You may have more than one vial of blood obtained if you are having other blood tests in addition to a hematocrit test.


Is there anything I can do to prepare for the ACTH test?

Before the test:

  • you may need to fast (not eat or drink) for the night.
  • You’ll need to cease taking steroids for up to 48 hours before the test if you’re using them. Steroids have the potential to skew test results.
  • In the 48 hours coming up to the test, your doctor may also advise you to decrease your carbohydrate intake.
  • Exercise should be avoided for the 12 hours leading up to the test.
  • Have a restful night’s sleep.
  • In the 12 hours leading up to the test, avoid emotional stress.

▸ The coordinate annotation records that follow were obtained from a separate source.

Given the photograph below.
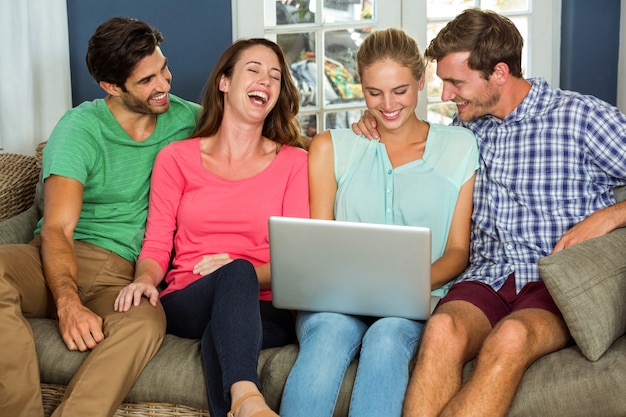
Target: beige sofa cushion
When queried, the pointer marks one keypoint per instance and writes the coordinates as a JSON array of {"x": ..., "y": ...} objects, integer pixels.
[{"x": 588, "y": 284}]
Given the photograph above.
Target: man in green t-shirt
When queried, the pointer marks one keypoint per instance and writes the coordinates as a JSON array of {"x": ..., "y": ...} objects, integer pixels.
[{"x": 96, "y": 171}]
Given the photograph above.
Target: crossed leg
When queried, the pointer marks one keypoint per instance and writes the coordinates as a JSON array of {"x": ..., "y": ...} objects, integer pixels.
[{"x": 460, "y": 331}]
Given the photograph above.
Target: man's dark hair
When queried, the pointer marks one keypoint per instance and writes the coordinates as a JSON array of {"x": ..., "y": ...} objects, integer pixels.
[
  {"x": 489, "y": 37},
  {"x": 117, "y": 46}
]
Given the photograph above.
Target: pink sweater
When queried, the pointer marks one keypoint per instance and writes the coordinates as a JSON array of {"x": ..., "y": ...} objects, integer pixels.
[{"x": 204, "y": 214}]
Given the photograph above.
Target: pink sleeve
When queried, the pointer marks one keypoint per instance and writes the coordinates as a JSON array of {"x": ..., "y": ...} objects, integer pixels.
[{"x": 166, "y": 187}]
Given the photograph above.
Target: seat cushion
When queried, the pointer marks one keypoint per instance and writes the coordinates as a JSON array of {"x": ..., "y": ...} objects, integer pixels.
[{"x": 588, "y": 284}]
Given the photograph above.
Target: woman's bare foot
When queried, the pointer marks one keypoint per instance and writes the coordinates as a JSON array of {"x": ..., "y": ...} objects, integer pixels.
[{"x": 248, "y": 401}]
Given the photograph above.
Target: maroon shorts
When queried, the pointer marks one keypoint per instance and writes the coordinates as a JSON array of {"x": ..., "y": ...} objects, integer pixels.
[{"x": 498, "y": 304}]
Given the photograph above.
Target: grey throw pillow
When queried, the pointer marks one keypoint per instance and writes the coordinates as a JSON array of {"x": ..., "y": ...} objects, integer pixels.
[{"x": 588, "y": 284}]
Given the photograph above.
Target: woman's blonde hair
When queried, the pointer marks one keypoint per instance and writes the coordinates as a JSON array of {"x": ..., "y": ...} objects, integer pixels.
[{"x": 393, "y": 44}]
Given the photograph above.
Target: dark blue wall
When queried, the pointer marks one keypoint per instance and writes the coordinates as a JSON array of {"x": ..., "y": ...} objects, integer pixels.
[
  {"x": 590, "y": 47},
  {"x": 196, "y": 33}
]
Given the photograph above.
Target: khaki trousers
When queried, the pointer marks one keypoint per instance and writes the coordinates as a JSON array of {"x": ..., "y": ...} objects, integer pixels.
[{"x": 110, "y": 369}]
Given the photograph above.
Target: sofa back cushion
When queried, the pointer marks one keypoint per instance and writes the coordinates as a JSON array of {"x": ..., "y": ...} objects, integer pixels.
[{"x": 588, "y": 284}]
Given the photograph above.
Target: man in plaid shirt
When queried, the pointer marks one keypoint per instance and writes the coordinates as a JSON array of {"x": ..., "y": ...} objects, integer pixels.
[{"x": 549, "y": 162}]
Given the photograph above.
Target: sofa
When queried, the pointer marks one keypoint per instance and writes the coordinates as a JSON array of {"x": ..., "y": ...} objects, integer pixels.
[{"x": 588, "y": 378}]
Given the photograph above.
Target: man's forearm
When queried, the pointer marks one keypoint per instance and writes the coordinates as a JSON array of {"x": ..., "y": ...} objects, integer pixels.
[{"x": 60, "y": 267}]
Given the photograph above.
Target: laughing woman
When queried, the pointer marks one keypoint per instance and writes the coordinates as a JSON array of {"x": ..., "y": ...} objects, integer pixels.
[
  {"x": 417, "y": 174},
  {"x": 212, "y": 196}
]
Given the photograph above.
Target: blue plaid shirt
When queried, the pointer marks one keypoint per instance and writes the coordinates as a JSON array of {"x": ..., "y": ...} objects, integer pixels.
[{"x": 547, "y": 166}]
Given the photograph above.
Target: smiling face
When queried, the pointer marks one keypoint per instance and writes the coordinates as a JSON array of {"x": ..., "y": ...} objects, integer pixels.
[
  {"x": 391, "y": 92},
  {"x": 473, "y": 95},
  {"x": 254, "y": 86},
  {"x": 147, "y": 87}
]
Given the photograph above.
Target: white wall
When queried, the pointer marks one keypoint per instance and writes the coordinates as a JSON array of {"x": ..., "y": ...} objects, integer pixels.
[{"x": 621, "y": 68}]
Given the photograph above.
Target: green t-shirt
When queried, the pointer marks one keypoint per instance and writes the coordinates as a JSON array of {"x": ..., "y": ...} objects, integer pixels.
[{"x": 90, "y": 146}]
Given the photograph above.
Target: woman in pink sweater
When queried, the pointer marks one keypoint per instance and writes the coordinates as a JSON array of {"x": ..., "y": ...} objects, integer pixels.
[{"x": 210, "y": 200}]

Because cortisol levels fluctuate throughout the day, tests are normally performed early in the morning.


Is the test dangerous?

Taking a blood test carries relatively possible little risk. There may be some minor discomfort or bruising where the needle was inserted, but these symptoms usually fade rapidly.


What do ACTH test results indicate?

ACTH Test
ACTH Test, ACTH test interpretation,

The amount of ACTH in your blood is measured in picograms per milliliter (pg/mL). At 8 a.m., adults’ ACTH levels should be between 10 and 50 pg/mL. At midnight, the number falls below 5-10 pg/mL.

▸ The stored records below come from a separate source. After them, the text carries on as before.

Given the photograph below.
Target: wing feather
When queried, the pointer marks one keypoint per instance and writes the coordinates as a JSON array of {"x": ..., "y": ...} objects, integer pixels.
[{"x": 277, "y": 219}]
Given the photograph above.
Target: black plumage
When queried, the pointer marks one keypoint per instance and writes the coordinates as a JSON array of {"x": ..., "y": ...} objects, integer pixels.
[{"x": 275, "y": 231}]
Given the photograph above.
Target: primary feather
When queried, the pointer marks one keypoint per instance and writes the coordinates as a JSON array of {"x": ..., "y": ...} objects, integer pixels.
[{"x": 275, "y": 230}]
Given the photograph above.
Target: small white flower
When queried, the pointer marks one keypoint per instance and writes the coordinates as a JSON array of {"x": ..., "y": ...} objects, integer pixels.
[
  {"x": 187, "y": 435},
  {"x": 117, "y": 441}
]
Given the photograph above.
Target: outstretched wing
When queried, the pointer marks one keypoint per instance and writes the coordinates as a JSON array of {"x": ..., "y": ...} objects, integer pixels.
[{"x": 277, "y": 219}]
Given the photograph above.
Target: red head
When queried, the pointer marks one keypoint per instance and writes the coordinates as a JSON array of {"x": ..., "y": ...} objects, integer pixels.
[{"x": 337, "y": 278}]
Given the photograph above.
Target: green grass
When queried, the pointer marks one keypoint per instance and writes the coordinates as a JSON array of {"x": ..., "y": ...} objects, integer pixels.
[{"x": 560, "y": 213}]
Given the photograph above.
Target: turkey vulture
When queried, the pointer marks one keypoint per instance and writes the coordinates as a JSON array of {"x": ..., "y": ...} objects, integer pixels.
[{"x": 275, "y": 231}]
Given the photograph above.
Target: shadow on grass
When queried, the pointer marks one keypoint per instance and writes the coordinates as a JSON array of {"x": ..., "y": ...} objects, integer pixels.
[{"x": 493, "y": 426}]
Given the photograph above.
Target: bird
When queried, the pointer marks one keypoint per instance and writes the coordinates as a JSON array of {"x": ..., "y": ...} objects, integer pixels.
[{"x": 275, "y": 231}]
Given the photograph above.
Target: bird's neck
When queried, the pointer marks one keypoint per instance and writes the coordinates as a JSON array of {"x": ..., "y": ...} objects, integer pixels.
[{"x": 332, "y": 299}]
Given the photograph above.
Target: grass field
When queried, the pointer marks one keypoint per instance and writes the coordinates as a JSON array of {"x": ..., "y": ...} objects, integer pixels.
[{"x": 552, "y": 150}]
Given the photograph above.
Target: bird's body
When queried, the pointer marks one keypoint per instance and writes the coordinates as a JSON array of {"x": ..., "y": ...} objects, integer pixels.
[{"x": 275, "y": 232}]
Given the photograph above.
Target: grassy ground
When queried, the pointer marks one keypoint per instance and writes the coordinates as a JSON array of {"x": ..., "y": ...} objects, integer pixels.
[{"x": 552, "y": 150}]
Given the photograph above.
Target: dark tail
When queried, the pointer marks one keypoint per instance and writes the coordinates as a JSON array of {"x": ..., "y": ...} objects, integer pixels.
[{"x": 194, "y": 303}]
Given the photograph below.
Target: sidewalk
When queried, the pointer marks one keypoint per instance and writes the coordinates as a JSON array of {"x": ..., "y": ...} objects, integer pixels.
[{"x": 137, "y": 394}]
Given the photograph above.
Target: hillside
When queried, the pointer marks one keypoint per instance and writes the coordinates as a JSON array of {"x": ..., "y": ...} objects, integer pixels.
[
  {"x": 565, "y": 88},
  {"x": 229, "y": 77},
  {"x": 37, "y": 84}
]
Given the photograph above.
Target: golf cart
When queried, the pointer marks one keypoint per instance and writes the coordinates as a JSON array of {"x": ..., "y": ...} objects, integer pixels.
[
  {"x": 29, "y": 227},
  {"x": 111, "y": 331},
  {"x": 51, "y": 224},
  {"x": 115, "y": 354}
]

The interpretation of the results can be difficult in many circumstances. Throughout the day, ACTH and cortisol levels change. ACTH levels are normally highest in the morning and lowest at night. It will increase cortisol production, which will follow the same daily rhythm as ACTH but rise later in the day and fall later in the evening. This diurnal oscillation is frequently disrupted by conditions that alter ACTH and cortisol synthesis.

ACTH and cortisol test results are frequently compared. The table below shows the frequent ACTH and cortisol patterns associated with various illnesses of the adrenal and pituitary glands.

ACTH LevelCortisol LevelDisease
IncreasedIncreasedCushing disease (pituitary tumor producing ACTH)
DecreasedIncreasedAdrenal tumor
IncreasedIncreased“Ectopic” ACTH (ACTH made by a tumor outside the pituitary, usually in the lung)
IncreasedDecreasedAddison disease (underactive or damaged adrenal glands)
Decreased or NormalDecreasedHypopituitarism

Cushing disease and ectopic ACTH cannot be reliably distinguished from cortisol and ACTH measurements alone. Other tests are frequently performed to aid health care providers in determining this distinction.

When some medicines are given to promote or repress hormone production, testing the change in cortisol levels typically aids the health care practitioner in making the correct diagnosis.


Is there anything else I should be aware of about an ACTH test?

To detect Addison disease and hypopituitarism, an ACTH stimulation test is utilized instead of an ACTH test. An ACTH stimulation test analyses cortisol levels before and after an ACTH injection.

Taking certain drugs, such as any steroid, whether oral, inhaled, topical or eye drop, can lead to unexpected outcomes. Megestrol acetate might also have unfavorable effects. Mifepristone (RU486) works as a glucocorticoid receptor antagonist, which means it affects ACTH levels.

Multiple sclerosis and infantile spasms have both been treated using ACTH as a medicinal medication.

ACTH secretion may be boosted by stress.

My pituitary gland does not produce ACTH. What exactly is going on?

ACTH can come from a variety of sources, including the pituitary gland and other parts of the body. Ectopic ACTH production is caused by malignancies elsewhere in the body, most commonly (but not always) in the lungs. Cushing syndrome is caused by this, and it may indicate the presence of a non-cancerous tumor to your doctor.

If you have any concerns about your ACTH test results, speak with your doctor or your healthcare provider.